Zdaniem premiera, nie ma powodu, by przepraszał Węgrów za swoje słowa.
"Nie publikowaliśmy fałszywych danych. Ale nie mieliśmy dość odwagi i sprawności, by wyrwać się podczas kampanii wyborczej (przed kwietniowymi wyborami parlamentarnymi) z podsycanej przez opozycję spirali kłamstw i obietnic. Tak rozumiałem słowo 'kłamstwo'" - wyjaśnił premier.
"W swoim przemówieniu mówię, że przez cztery lata nie zrobiliśmy (rządzący socjaliści) nic oprócz tego, co widać gołym okiem: zbudowaliśmy autostrady, stworzyliśmy armię zawodową,(...) zrobiliśmy porządek z zasiłkami rodzinnymi. Nie przeprowadziliśmy natomiast głębokich reform strukturalnych przeobrażających życie codzienne" - powiedział Gyurcsany.

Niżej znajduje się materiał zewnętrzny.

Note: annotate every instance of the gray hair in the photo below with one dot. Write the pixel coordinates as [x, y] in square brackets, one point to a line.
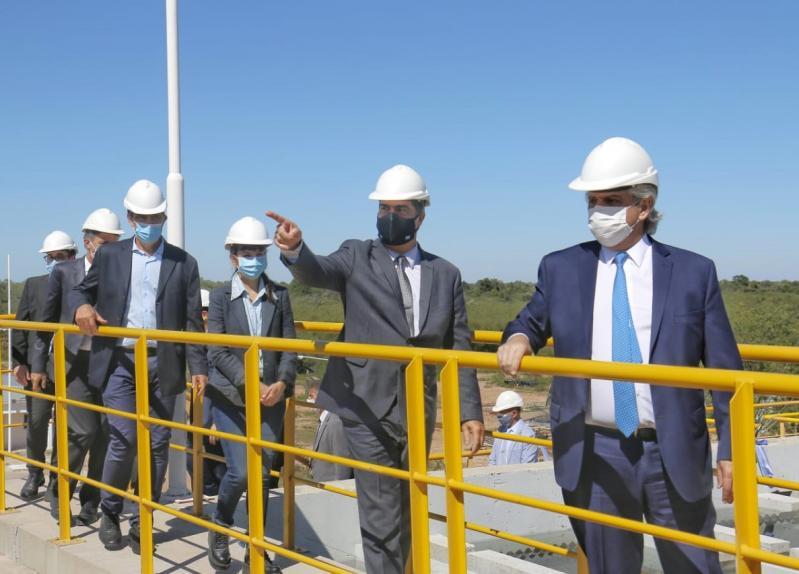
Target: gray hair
[644, 191]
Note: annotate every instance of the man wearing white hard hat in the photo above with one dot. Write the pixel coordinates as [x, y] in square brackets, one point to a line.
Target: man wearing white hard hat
[87, 430]
[143, 283]
[627, 448]
[508, 409]
[394, 293]
[250, 304]
[57, 247]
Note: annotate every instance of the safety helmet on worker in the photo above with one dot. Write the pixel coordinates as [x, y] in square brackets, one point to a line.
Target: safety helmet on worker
[401, 183]
[508, 400]
[247, 231]
[102, 220]
[616, 162]
[58, 241]
[145, 198]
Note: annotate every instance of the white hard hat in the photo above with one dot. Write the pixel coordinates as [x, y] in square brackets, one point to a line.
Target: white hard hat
[401, 183]
[103, 220]
[616, 162]
[145, 198]
[508, 400]
[247, 231]
[56, 241]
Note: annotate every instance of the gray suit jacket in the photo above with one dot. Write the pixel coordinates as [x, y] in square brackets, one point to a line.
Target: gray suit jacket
[178, 308]
[63, 279]
[30, 308]
[330, 439]
[364, 390]
[226, 316]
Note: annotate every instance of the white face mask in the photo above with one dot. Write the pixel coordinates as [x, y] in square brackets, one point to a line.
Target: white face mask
[609, 224]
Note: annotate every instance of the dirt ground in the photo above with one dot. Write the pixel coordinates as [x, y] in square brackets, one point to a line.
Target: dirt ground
[536, 413]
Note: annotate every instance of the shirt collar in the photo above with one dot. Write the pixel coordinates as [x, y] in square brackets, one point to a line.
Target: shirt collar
[637, 252]
[158, 254]
[414, 255]
[237, 288]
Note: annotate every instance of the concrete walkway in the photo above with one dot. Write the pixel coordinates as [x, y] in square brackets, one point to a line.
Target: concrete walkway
[28, 531]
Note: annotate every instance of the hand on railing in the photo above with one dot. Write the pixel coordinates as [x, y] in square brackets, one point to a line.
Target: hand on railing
[510, 355]
[87, 319]
[272, 394]
[724, 479]
[199, 382]
[38, 381]
[473, 434]
[22, 375]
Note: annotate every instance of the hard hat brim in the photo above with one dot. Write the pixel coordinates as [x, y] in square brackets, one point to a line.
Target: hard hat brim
[160, 208]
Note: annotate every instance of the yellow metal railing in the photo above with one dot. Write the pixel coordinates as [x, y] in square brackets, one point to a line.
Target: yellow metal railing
[743, 384]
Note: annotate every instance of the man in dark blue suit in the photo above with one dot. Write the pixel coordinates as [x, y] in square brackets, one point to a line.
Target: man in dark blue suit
[623, 448]
[142, 283]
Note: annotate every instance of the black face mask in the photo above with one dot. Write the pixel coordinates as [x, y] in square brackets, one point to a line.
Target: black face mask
[394, 230]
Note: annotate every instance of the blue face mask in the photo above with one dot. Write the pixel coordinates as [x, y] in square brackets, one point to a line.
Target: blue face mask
[252, 266]
[149, 232]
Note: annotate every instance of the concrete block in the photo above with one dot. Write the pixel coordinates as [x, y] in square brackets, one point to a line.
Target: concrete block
[768, 543]
[771, 503]
[491, 562]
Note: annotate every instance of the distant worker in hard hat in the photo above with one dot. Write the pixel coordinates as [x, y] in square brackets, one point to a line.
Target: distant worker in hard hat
[394, 293]
[142, 283]
[87, 431]
[628, 448]
[509, 414]
[254, 305]
[57, 247]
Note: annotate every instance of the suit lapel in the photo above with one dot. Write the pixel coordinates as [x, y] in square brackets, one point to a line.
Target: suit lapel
[427, 281]
[588, 266]
[661, 281]
[167, 266]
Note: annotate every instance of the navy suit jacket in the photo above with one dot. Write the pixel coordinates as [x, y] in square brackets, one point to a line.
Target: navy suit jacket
[689, 327]
[177, 308]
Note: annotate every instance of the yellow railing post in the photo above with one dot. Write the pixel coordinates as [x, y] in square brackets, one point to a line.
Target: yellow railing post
[288, 475]
[744, 484]
[453, 461]
[197, 465]
[3, 431]
[417, 465]
[143, 453]
[62, 452]
[255, 505]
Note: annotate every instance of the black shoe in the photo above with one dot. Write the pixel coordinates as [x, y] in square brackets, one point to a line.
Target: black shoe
[54, 511]
[49, 494]
[110, 534]
[218, 550]
[30, 490]
[269, 566]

Dodał, że słowo "kłamstwo" rozumiał też w sensie ogólniejszym. "Od 15 lat oszukujemy się, że uda nam się uciec przed prawdą, że za swój los jesteśmy odpowiedzialni my sami, a nie państwo czy rząd.(...) Elita polityczna patrzyła na to, co się działo przez 16 lat, jak na spektakl teatralny i ta postawa udzieliła się większości społeczeństwa" - powiedział.
Premier przyznał, że styl jego przemówienia, które było przeznaczone dla grona wewnętrznego, może być dla wielu szokujący, ale sedno jego wypowiedzi dotyczyło tego, że konieczne są zmiany.
Zapytany o sformułowanie "kurewski kraj", którego użył w swoim przemówieniu w odniesieniu do Węgier, odparł: "Niezliczoną ilość razy mówiłem, że wierzę w fantastyczny, wspaniały, pełen możliwości kraj(...). Tego określenia użyłem raz, mówiąc o kraju, o którego przyszłość się obawiam, i obawy te uzasadniają użyty styl. Albo coś zmienimy, albo to nie ma sensu" - podkreślił.
Jego zdaniem, należałoby omówić obecną sytuację i wszystkie słowa, które padły w jego przemówieniu, i w debacie tej powinna wziąć udział nie tylko Węgierska Partia Socjalistyczna, ale w ogóle cała węgierska lewica, bo to ona opowiadała się za zmianami.
Ujawnienie majowej wypowiedzi Gyurcsanya wywołało w Budapeszcie akcje protestacyjne, którym towarzyszyły akty przemocy - 255 osób zostało rannych, a policja przesłuchała ponad 200 uczestników protestów. W sobotnim wiecu przed gmachem parlamentu węgierskiego wzięło udział 30 tys. osób, domagając się ustąpienia premiera.